Files download sequentially at 300 ms intervals to avoid browser blocking. They are named stencil_01_BLK_1025.svg, stencil_02_BLK_9001.svg etc. in layer order.
The SVGs are ready to import directly into:
- Vinyl cutter software (Cricut Design Space, Roland CutStudio, Silhouette Studio)
- Laser cutter software (LightBurn, RDWorks)
- Print-and-cut workflows
- Illustrator or Inkscape for further editing
The tool is fully functional on phones and tablets.

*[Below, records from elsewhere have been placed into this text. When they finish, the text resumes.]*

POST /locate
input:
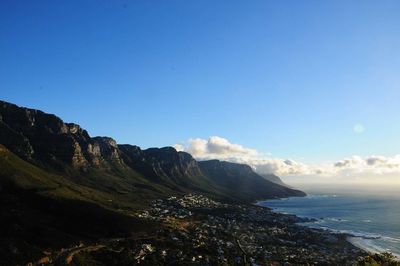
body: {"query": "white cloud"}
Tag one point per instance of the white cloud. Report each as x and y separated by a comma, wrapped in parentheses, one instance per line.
(358, 128)
(346, 170)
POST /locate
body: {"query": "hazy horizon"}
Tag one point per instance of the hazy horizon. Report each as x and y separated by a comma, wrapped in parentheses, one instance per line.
(286, 87)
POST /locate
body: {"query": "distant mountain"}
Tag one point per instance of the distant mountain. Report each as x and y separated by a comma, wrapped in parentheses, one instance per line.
(66, 149)
(60, 183)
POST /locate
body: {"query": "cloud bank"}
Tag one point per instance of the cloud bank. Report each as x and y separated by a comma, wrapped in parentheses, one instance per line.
(353, 168)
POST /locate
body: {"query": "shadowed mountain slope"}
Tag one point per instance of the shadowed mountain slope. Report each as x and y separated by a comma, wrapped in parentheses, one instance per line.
(126, 172)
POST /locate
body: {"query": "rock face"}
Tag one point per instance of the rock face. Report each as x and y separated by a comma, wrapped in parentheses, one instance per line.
(47, 142)
(252, 186)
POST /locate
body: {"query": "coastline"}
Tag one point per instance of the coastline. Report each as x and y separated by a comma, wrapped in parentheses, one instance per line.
(362, 243)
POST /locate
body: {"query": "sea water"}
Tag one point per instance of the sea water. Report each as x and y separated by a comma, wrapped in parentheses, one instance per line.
(372, 221)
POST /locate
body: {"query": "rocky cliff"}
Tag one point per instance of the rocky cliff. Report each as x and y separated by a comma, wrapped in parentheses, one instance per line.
(45, 141)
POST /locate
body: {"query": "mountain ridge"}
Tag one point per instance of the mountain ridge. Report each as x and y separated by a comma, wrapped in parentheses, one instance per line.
(66, 148)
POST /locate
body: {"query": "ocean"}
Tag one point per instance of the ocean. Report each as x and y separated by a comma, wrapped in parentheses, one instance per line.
(372, 220)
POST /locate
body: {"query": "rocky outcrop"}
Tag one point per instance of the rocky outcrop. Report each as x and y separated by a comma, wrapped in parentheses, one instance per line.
(46, 139)
(240, 178)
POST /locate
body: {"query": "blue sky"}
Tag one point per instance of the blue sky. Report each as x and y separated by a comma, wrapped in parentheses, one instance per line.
(290, 78)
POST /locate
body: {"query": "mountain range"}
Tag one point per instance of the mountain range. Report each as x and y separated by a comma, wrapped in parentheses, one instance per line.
(57, 181)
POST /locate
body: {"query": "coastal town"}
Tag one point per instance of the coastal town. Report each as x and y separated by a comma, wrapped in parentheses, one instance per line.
(196, 230)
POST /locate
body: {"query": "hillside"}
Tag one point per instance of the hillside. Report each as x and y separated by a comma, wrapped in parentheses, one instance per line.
(60, 186)
(126, 172)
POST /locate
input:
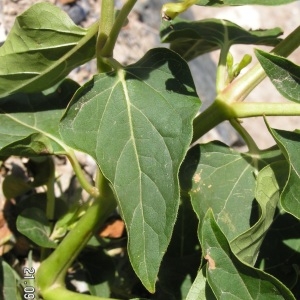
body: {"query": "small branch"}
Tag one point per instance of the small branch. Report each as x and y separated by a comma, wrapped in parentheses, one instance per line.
(105, 25)
(221, 69)
(86, 185)
(117, 26)
(208, 119)
(252, 147)
(242, 86)
(51, 274)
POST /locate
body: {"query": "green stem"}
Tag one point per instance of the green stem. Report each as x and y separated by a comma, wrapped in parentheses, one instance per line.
(51, 274)
(221, 69)
(248, 109)
(50, 207)
(241, 87)
(85, 184)
(228, 102)
(220, 111)
(68, 295)
(117, 26)
(211, 117)
(106, 23)
(252, 147)
(50, 192)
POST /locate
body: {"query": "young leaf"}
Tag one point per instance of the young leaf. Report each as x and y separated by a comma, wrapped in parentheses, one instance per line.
(247, 245)
(284, 74)
(193, 38)
(200, 289)
(289, 142)
(43, 46)
(228, 277)
(29, 122)
(32, 222)
(137, 124)
(284, 237)
(222, 179)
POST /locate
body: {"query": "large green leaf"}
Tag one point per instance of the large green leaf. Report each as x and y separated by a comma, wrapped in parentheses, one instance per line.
(193, 38)
(182, 259)
(289, 142)
(247, 245)
(200, 289)
(8, 282)
(29, 122)
(221, 179)
(241, 2)
(228, 277)
(284, 74)
(137, 124)
(43, 46)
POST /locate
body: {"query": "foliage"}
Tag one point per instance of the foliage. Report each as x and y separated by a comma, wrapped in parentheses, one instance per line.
(202, 220)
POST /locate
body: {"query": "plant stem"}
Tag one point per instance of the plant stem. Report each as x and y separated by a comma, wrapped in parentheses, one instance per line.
(50, 192)
(68, 295)
(117, 26)
(221, 69)
(228, 102)
(51, 274)
(241, 87)
(248, 109)
(252, 147)
(220, 111)
(211, 117)
(86, 185)
(50, 207)
(105, 26)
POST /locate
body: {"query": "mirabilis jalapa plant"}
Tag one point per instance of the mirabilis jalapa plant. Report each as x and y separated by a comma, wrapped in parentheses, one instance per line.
(200, 220)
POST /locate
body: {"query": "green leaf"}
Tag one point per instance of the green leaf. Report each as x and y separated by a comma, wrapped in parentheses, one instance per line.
(182, 259)
(247, 245)
(284, 237)
(14, 186)
(8, 282)
(222, 179)
(284, 74)
(33, 223)
(289, 142)
(43, 46)
(193, 38)
(29, 122)
(200, 289)
(228, 277)
(241, 2)
(137, 124)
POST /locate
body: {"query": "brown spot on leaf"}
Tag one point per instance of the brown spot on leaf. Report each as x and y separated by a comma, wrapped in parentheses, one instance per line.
(211, 262)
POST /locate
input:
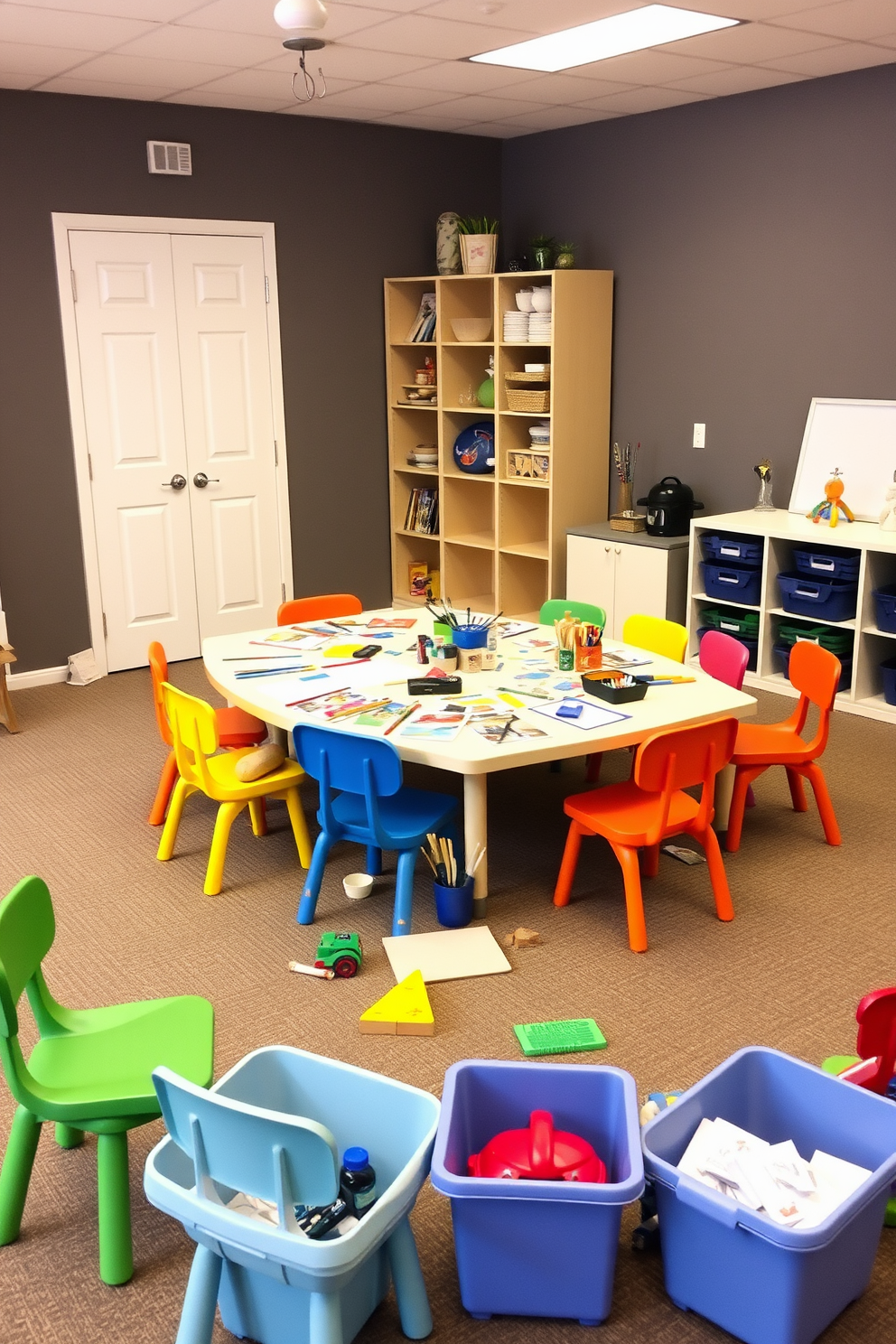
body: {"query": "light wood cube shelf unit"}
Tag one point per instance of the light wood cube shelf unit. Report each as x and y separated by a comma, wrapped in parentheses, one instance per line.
(501, 540)
(780, 532)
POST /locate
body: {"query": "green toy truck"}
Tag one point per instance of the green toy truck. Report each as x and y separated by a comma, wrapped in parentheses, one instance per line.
(339, 952)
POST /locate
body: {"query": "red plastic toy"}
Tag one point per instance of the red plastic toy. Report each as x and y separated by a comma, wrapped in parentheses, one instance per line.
(539, 1152)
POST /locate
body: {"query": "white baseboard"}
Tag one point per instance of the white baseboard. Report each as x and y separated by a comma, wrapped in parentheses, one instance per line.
(41, 677)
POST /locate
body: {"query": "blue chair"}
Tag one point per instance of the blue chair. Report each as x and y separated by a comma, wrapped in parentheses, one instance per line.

On screens narrower than 540 px:
- The header actions collapse into a ☰ menu (top-right). Tap it to access Save Session, Export CSV, Save for Compare, Load Session, and New Image
- The controls bar stacks into a vertical list with full-width sliders
- The render mode buttons (PIXEL / VECTOR / SPRAY / COMPARE) span the full panel width
- Color cards display in a single column
- The Save Session modal and lock color picker slide up as bottom sheets
- Touch pan (one finger) and pinch-to-zoom (two fingers) work on the render viewport
- All interactive elements are at least 44 px tall for comfortable tapping
| Action | Shortcut |
|---|---|
| Zoom in on render | Ctrl / Cmd + scroll up |
| Zoom out on render | Ctrl / Cmd + scroll down |
| Fit render to viewport | Click FIT button |
| Copy hex value | Click the hex chip on any card |
| Close lock color picker | Esc |
| Confirm session name | Enter |
| Close session modal | Esc or click outside |
| Close mobile menu | Tap outside the drawer |
Works in all modern browsers. Requires Canvas 2D and File API support.
| Browser | Status |
|---|---|
| Chrome / Edge 88+ | ✓ Full support |
| Firefox 85+ | ✓ Full support |
| Safari 14+ | ✓ Full support |
| iOS Safari 14+ | ✓ Full support |
| Chrome for Android | ✓ Full support |
The Palette PDF export requires pop-ups to be allowed for the page. The SVG Stencil export triggers multiple sequential downloads — some browsers may show a one-time permission prompt.
The entire tool ships as a single .html file with no external dependencies except the Google Fonts import for Bebas Neue and Space Mono. It can be opened directly from a local filesystem, hosted on any static server, or shared as an email attachment.
Session files (.json) are plain text and can be opened and inspected in any text editor.